A Little History of the World
|Author:||E. H. Gombrich; Caroline Mustill (Translator); Clifford Harper (Illustrator)|
|Series:||Little Histories Ser.|
In 1935, with a doctorate in art history and no prospect of a job, twenty-six-year-old Ernst Gombrich was invited to attempt a history of the world for younger readers. Amazingly, he completed the task in an intense six weeks, and Eine kurze Weltgeschichte für junge Leser was published in Vienna to immediate success. It is now an international bestseller and available in almost thirty languages across the world.
In forty concise chapters, Gombrich tells the story of man from the Stone Age to the atomic bomb. In between emerges a colorful picture of wars and conquests, grand works of art, and the spread and limitations of science. This is a text dominated not by dates and facts but by the sweep of mankind's experience across the centuries, a guide to humanity's achievements and an acute witness to its frailties. The product of a generous and humane sensibility, this timeless account makes intelligible the full span of human history.

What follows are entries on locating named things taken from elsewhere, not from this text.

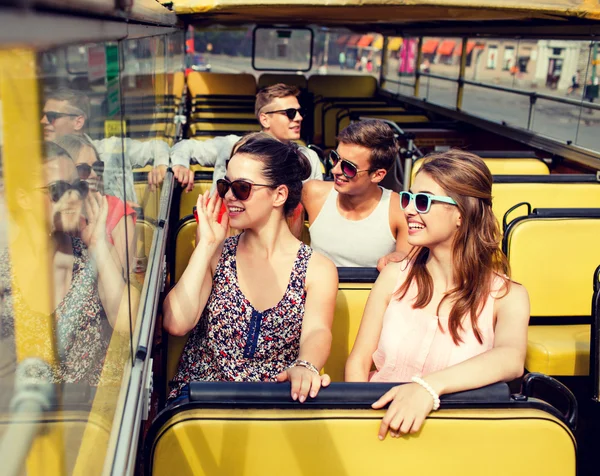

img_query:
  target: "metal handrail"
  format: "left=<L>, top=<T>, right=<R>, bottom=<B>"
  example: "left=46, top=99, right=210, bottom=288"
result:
left=394, top=71, right=600, bottom=130
left=110, top=169, right=174, bottom=475
left=383, top=78, right=415, bottom=88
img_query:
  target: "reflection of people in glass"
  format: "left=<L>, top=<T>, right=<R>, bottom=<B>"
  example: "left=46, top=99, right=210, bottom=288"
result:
left=0, top=143, right=136, bottom=385
left=41, top=89, right=169, bottom=203
left=56, top=134, right=136, bottom=271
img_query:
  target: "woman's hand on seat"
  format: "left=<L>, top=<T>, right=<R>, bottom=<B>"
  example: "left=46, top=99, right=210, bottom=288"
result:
left=196, top=191, right=229, bottom=247
left=277, top=365, right=331, bottom=403
left=371, top=383, right=433, bottom=440
left=81, top=192, right=108, bottom=251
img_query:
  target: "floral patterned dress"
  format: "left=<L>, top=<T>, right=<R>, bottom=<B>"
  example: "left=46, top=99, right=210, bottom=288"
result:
left=169, top=235, right=312, bottom=400
left=0, top=238, right=118, bottom=386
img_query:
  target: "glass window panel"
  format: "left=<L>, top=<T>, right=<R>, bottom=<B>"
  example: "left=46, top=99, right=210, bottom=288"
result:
left=419, top=36, right=462, bottom=78
left=0, top=27, right=183, bottom=474
left=462, top=84, right=529, bottom=128
left=383, top=37, right=418, bottom=96
left=420, top=76, right=458, bottom=108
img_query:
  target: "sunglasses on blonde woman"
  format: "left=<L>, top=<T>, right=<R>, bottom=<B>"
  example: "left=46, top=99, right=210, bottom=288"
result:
left=217, top=179, right=275, bottom=201
left=400, top=192, right=456, bottom=214
left=41, top=180, right=90, bottom=203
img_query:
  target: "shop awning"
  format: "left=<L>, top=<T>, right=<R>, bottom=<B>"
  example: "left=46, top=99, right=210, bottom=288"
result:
left=454, top=40, right=483, bottom=56
left=421, top=40, right=440, bottom=55
left=437, top=40, right=456, bottom=56
left=356, top=35, right=374, bottom=48
left=346, top=35, right=360, bottom=46
left=388, top=37, right=404, bottom=51
left=336, top=35, right=350, bottom=45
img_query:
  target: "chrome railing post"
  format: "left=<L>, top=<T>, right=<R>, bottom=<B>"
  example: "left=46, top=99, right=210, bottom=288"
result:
left=414, top=36, right=423, bottom=98
left=456, top=38, right=467, bottom=110
left=527, top=93, right=537, bottom=130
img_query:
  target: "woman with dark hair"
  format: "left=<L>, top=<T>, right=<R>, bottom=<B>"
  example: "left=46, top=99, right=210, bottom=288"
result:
left=56, top=134, right=137, bottom=274
left=163, top=135, right=338, bottom=402
left=346, top=151, right=529, bottom=439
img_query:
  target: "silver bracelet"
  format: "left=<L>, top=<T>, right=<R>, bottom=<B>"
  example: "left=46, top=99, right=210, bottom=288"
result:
left=412, top=376, right=440, bottom=411
left=288, top=359, right=320, bottom=375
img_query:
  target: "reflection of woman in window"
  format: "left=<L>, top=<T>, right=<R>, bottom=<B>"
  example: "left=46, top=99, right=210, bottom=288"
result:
left=0, top=143, right=135, bottom=385
left=56, top=134, right=136, bottom=272
left=163, top=134, right=337, bottom=402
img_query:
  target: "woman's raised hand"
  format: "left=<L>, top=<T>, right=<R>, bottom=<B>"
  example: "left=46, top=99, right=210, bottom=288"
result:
left=81, top=192, right=108, bottom=250
left=196, top=191, right=229, bottom=246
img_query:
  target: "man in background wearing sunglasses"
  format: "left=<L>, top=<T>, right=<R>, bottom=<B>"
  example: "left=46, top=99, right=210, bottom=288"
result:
left=169, top=83, right=323, bottom=193
left=302, top=120, right=410, bottom=269
left=41, top=88, right=169, bottom=203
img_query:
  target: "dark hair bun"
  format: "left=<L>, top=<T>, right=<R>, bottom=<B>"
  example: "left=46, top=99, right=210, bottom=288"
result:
left=288, top=142, right=312, bottom=181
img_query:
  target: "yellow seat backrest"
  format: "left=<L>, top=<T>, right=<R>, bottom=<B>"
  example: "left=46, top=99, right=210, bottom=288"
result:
left=324, top=283, right=373, bottom=382
left=258, top=73, right=308, bottom=89
left=506, top=218, right=600, bottom=316
left=492, top=182, right=600, bottom=227
left=173, top=71, right=185, bottom=99
left=410, top=158, right=550, bottom=183
left=308, top=74, right=377, bottom=144
left=190, top=119, right=260, bottom=135
left=308, top=74, right=377, bottom=98
left=150, top=406, right=576, bottom=476
left=133, top=182, right=160, bottom=221
left=187, top=71, right=256, bottom=98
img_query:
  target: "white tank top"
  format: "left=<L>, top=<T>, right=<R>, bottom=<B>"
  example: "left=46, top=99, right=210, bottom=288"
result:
left=309, top=187, right=396, bottom=268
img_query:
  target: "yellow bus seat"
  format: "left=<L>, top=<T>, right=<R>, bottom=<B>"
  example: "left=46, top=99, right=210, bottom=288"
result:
left=144, top=382, right=577, bottom=476
left=190, top=108, right=256, bottom=120
left=189, top=119, right=260, bottom=137
left=503, top=209, right=600, bottom=376
left=133, top=182, right=160, bottom=220
left=308, top=74, right=377, bottom=145
left=410, top=157, right=550, bottom=183
left=0, top=408, right=112, bottom=474
left=308, top=74, right=377, bottom=98
left=492, top=177, right=600, bottom=229
left=324, top=274, right=377, bottom=382
left=258, top=73, right=308, bottom=89
left=187, top=71, right=256, bottom=98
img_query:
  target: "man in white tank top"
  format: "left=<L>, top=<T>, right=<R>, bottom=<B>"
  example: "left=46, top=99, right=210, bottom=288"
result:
left=302, top=120, right=410, bottom=269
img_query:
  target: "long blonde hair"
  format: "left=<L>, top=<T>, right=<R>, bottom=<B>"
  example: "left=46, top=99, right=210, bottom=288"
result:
left=395, top=150, right=510, bottom=345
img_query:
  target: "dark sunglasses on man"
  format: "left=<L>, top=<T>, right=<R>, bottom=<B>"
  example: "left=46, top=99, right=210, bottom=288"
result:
left=265, top=107, right=305, bottom=121
left=77, top=160, right=104, bottom=180
left=217, top=179, right=275, bottom=202
left=42, top=180, right=90, bottom=203
left=42, top=111, right=81, bottom=124
left=329, top=150, right=371, bottom=179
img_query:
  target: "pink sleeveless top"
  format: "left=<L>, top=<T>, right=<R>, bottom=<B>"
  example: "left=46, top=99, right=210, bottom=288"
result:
left=369, top=260, right=503, bottom=382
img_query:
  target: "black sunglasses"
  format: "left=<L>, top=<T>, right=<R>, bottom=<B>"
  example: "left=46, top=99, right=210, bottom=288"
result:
left=217, top=179, right=274, bottom=201
left=42, top=111, right=81, bottom=124
left=77, top=160, right=104, bottom=180
left=329, top=150, right=371, bottom=179
left=42, top=180, right=90, bottom=203
left=265, top=107, right=304, bottom=121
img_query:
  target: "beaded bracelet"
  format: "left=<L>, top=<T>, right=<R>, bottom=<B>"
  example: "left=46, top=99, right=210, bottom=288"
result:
left=412, top=376, right=440, bottom=411
left=288, top=359, right=320, bottom=375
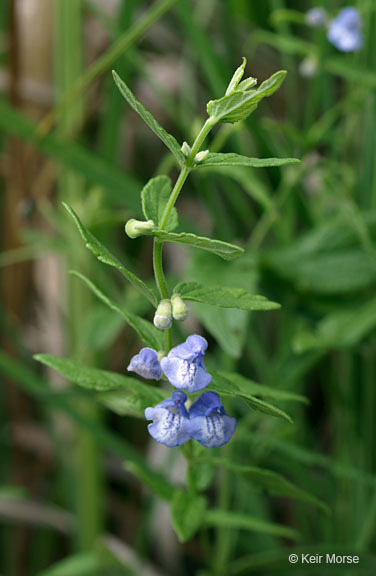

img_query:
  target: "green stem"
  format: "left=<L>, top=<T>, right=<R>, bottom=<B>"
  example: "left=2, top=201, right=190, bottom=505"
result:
left=153, top=113, right=217, bottom=352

'I wish it had been available when I was young.' Allan Massie, Literary Review
'There is not one of the 39 short chapters that is not enlivened by a sharp insight or arresting image.' Tim Blanning, The Sunday Telegraph
'With Gombrich's Little History, at last available in English there will be many generations of future historians who will attribute to it their lifelong passion for history - and for truth.' Lisa Jardine, The Times
'Do not, from its title, underestimate this book.' Brian Sewell, Evening Standard
'Gombrich opens with the most magical definition of history I have ever read.' Amanda Vickery, Guardian Review
'Brilliant, irresistible: a wonderful surprise.' Philip Pullman
'the whole experience of human history, from prehistory to the Second World War, compressed into a flowing narrative... A delight.' The Daily Telegraph
Among E. H. Gombrich's many writings are the international bestsellers The Story of Art and Art and Illusion. He was director of the Warburg Institute of the University of London from 1959 to 1976.